Some advice shamelessly stolen from Ian Garforth...

Epee is easy to understand. Both fencers are wired into a box. When one of them hits their opponent, their light comes on to show they’ve hit. It doesn’t matter where on their opponent they hit – they can hit them anywhere.

Whoever hits first gets the point. Sometimes, they might both hit each other at the same time, in which case both lights come on, and both fencers get a point. The first to a total (5, 10, or usually 15) wins. Epee referees have to be able to operate a stopwatch and count and not a lot more. Sabre is different. Firstly, the target area is everything from the waist up (though not including the hands, or, I suppose, technically the back of their head, but if you manage to hit the back of their head in a sabre bout, there’s something peculiar going on. Are you sure you’re at the right end of the piste..? :o) )

Having said that, if you hit an ‘off-target’ area, nothing happens. Nothing goes beep, and no lights come on. You just carry on. As if nothing’s happened. Which it hasn’t. However, if you hit each other at roughly the same time, the referee has to work out who was attacking and who was defending. The attacking person gets the point. Perhaps the ref thinks you were both attacking. A ha. Then he has to work out who was attacking first, and that fencer will then win the point.

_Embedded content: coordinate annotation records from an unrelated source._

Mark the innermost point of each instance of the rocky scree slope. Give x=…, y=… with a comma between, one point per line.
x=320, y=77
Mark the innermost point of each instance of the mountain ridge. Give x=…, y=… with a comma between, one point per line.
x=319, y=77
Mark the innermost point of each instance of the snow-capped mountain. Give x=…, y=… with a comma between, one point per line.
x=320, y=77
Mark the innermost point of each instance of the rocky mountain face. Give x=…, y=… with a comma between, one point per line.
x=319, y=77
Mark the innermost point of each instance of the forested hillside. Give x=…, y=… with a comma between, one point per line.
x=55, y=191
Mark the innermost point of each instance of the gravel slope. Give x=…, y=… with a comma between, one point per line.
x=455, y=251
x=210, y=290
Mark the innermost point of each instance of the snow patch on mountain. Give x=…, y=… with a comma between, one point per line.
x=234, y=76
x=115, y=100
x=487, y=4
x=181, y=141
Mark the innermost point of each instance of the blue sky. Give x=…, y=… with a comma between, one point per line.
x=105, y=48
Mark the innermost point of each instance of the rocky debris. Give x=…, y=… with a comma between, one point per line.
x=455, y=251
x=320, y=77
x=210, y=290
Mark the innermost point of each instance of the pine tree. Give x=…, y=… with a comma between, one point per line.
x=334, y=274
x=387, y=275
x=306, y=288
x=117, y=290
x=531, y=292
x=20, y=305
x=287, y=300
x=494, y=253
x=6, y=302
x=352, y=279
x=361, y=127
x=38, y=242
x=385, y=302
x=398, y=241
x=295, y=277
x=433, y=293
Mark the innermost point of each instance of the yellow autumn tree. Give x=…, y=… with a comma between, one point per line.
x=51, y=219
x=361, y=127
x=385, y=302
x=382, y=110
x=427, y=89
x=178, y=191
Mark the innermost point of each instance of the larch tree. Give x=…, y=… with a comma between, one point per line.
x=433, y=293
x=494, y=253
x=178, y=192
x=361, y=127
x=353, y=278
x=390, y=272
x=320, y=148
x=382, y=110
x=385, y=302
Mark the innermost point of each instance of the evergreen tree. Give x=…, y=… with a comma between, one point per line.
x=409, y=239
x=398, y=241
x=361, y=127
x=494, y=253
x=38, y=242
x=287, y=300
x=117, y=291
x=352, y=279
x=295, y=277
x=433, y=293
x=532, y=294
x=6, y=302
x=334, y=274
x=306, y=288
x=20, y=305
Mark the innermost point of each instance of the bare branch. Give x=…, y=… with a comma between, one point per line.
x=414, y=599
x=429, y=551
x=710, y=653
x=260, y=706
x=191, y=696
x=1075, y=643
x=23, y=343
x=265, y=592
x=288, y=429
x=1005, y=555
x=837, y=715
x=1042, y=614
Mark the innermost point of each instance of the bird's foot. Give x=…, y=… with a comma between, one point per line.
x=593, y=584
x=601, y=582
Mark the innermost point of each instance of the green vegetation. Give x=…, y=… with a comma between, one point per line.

So how does the referee establish this? The beginning of the attack is defined as a forward motion of the attacking hand. Do this first and it’s your priority. You get the point. Unless… Unless what? Unless your opponent gets priority back. How? By parrying your attack. Then they have the priority, and it’s time to get the hell out of Dodge, or win the priority back. How? By parrying their attack. There’s a pattern here which the sharper reader may have observed… One more thing to consider. When you hurl your attack towards your opponent, your attack ends when your front foot hits the floor. If you have not scored a hit by now, you may have an issue, as, again, priority has passed to your opponent. Foil uses the same principles for priority as sabre, but the target area is different. The target areas are described in more detail in a different article.